From the ECB accounts for the January meeting of the Governing Council, it emerges that the currency guardians discussed the possible risks to the EMU’s economic outlook at some length. The most recent economic data had turned out to be weaker than ECB representatives expected. One of the factors cited as a driver of this development was the introduction of the new emission standard (WLTP) and its negative impact on automotive production. Governing Council members agreed that it was not yet conclusively clear how long the economic dip would persist. Moreover, they expressed uncertainty with regard to how this would impact on the medium-term growth outlook. ECB representatives agreed with the analysis of Chief Economist Praet that the downward risks to the Eurozone’s growth outlook have increased.
Where inflationary developments are concerned, the Eurozone’s senior central bankers continue to believe that fundamental price pressure in the Eurozone is on the rise. The driving factors here are deemed to be ongoing economic expansion and higher wage growth. At the same time, however, the currency guardians concede that – in view of the current growth dip – further information is needed to evaluate the medium-term inflation outlook properly.
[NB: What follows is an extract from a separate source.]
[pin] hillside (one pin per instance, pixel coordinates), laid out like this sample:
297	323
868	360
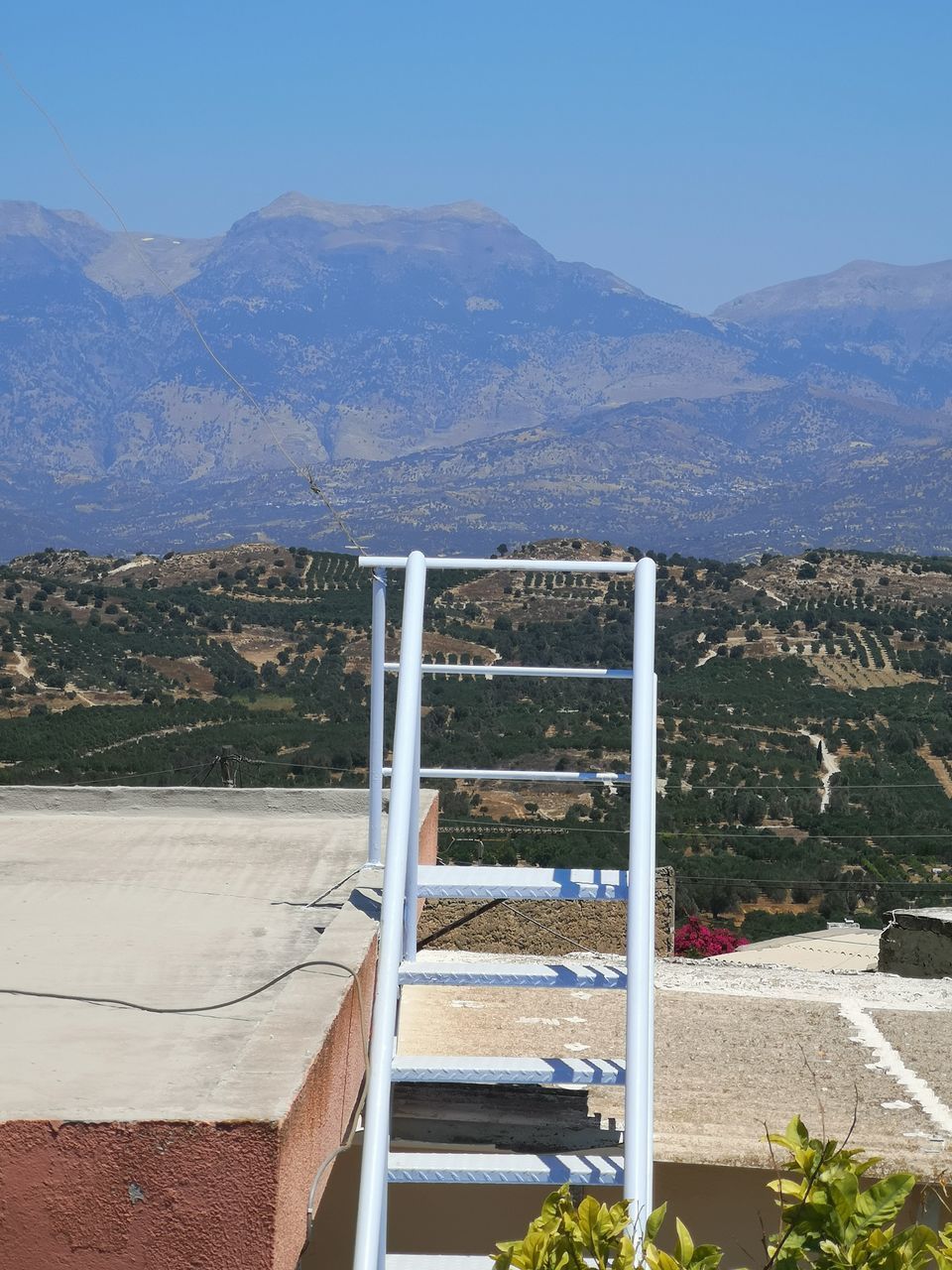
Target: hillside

In this context, it should be observed that the agenda of the next meeting of the Governing Council (7 March) is set to include a revision of the ECB staff projections of economic and inflationary development, which are formulated on a biannual basis. In the wake of January’s Council meeting, there was also peripheral discussion of instruments to secure the provision of liquidity over the longer term (TLTRO). Although the currency guardians have been keen to avoid rushing into any decision on a fresh injection of liquidity, they did call for the technical parameters for monetary policy operations of this kind to be put in place promptly.
We consider it highly likely that the ECB will resolve on a fresh liquidity injection at its next Governing Council meeting on 7 March. If the economic and inflationary projections are expected to be downgraded, this would make it easier for the currency guardians to argue the necessity of renewed liquidity measures. Furthermore, we believe it is quite possible that the ECB’s senior bankers will also consider an adjustment to their forward guidance. Up until now, this guidance has indicated the likelihood of an increase in the key refinancing rate in the autumn.